子どもの言葉がなかなか出てこなかったり、単語が増えなかったりすることに、不安や焦りを感じてしまうかもしれません。言葉が出てくる仕組みは、よく、コップに水が溜まり、あふれ出す様子に例えられます。
言葉の遅れのある子供を助けるために親ができることは、子供とのコミュニケーションに注意を払うことです。親が子供にどのように話しかけるかが、子供の言葉の発達に最も大きな影響を与えます。
ノバキッドの教育コンテンツディレクターであるAdrienne Landryは次のような方法を提案します。
- 繰り返し行うことが重要。同じ言葉やジェスチャーを何度も繰り返してみましょう。子供はその言葉を使い始める前に、その言葉が何であるか確信する必要があります。
- 子供の発話を発展させる。子どもが話す言葉を幼児言葉ではなく大人のように話したり、言葉を付け加えたりしてみてください。
- 子供に答える時間を十分に与える 。
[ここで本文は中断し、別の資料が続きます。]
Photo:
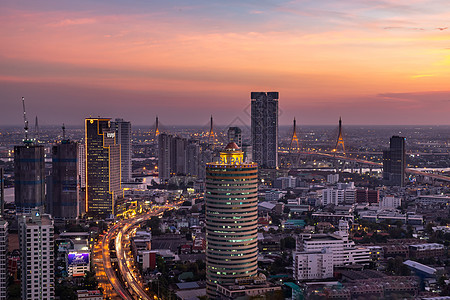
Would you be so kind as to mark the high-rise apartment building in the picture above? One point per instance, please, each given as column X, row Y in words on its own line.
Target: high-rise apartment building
column 3, row 260
column 264, row 115
column 36, row 238
column 123, row 138
column 64, row 187
column 394, row 162
column 29, row 177
column 102, row 168
column 235, row 136
column 231, row 219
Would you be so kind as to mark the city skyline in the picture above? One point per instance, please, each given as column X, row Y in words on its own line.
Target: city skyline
column 371, row 62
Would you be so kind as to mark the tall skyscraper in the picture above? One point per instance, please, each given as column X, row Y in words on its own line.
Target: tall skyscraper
column 394, row 162
column 102, row 168
column 3, row 260
column 123, row 138
column 164, row 156
column 235, row 135
column 64, row 187
column 36, row 238
column 29, row 177
column 264, row 108
column 231, row 219
column 192, row 158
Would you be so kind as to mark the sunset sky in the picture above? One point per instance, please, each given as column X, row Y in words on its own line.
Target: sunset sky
column 371, row 62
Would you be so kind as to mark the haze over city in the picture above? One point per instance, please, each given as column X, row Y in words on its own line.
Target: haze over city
column 371, row 62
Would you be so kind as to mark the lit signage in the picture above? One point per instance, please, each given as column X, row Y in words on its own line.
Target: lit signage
column 77, row 259
column 231, row 158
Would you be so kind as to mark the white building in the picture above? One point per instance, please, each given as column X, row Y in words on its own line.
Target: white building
column 344, row 251
column 332, row 196
column 285, row 182
column 390, row 202
column 3, row 262
column 36, row 239
column 89, row 295
column 313, row 265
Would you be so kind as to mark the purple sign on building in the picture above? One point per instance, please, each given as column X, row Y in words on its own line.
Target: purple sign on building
column 75, row 259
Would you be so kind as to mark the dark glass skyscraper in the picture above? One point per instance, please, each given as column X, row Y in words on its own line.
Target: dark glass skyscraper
column 264, row 110
column 64, row 188
column 102, row 168
column 29, row 177
column 394, row 162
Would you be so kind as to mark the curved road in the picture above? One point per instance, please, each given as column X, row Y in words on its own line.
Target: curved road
column 115, row 282
column 124, row 261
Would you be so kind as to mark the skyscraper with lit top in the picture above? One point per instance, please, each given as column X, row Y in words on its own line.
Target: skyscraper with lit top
column 231, row 219
column 102, row 168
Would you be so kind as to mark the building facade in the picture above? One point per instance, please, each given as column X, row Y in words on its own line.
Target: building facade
column 123, row 138
column 29, row 177
column 394, row 162
column 3, row 259
column 231, row 219
column 264, row 127
column 64, row 188
column 313, row 265
column 235, row 136
column 344, row 250
column 36, row 239
column 102, row 168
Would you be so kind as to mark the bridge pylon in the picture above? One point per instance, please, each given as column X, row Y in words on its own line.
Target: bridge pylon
column 340, row 139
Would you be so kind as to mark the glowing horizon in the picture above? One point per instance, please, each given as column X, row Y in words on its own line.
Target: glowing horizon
column 371, row 62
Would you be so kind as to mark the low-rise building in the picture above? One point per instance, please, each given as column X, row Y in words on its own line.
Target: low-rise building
column 313, row 265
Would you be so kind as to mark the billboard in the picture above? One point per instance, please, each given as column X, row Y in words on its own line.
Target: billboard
column 76, row 259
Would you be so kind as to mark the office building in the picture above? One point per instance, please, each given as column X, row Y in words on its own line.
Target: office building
column 313, row 265
column 231, row 219
column 394, row 162
column 102, row 168
column 164, row 156
column 178, row 155
column 123, row 138
column 36, row 238
column 192, row 159
column 29, row 177
column 64, row 192
column 264, row 118
column 344, row 250
column 235, row 136
column 3, row 259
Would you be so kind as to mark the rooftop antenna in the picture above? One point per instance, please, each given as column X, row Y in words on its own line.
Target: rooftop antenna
column 25, row 121
column 36, row 129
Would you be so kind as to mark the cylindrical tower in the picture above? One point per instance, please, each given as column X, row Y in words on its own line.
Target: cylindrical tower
column 231, row 219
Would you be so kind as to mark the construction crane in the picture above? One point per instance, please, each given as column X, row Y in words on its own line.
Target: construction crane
column 25, row 120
子どもとの会話中、一時停止して待つ。会話のペースを遅くすることで、子どもの集中力を高めます。
- おバカになる。一緒に面白い音を出すことで、プレッシャーから解放され、発声の練習になります。
- 体の部位を教える。
- 物探し遊び(色、感触、音に関連したもの)をする。
- 絵本の読み聞かせをする。読む前に一緒に絵を見て、コメントしたり、質問したりする。子供が本の中で何に興味を持ったか確認する。
- スクリーンタイムを制限する。どんなアプリやテレビも、親との対話に代わるものはありません。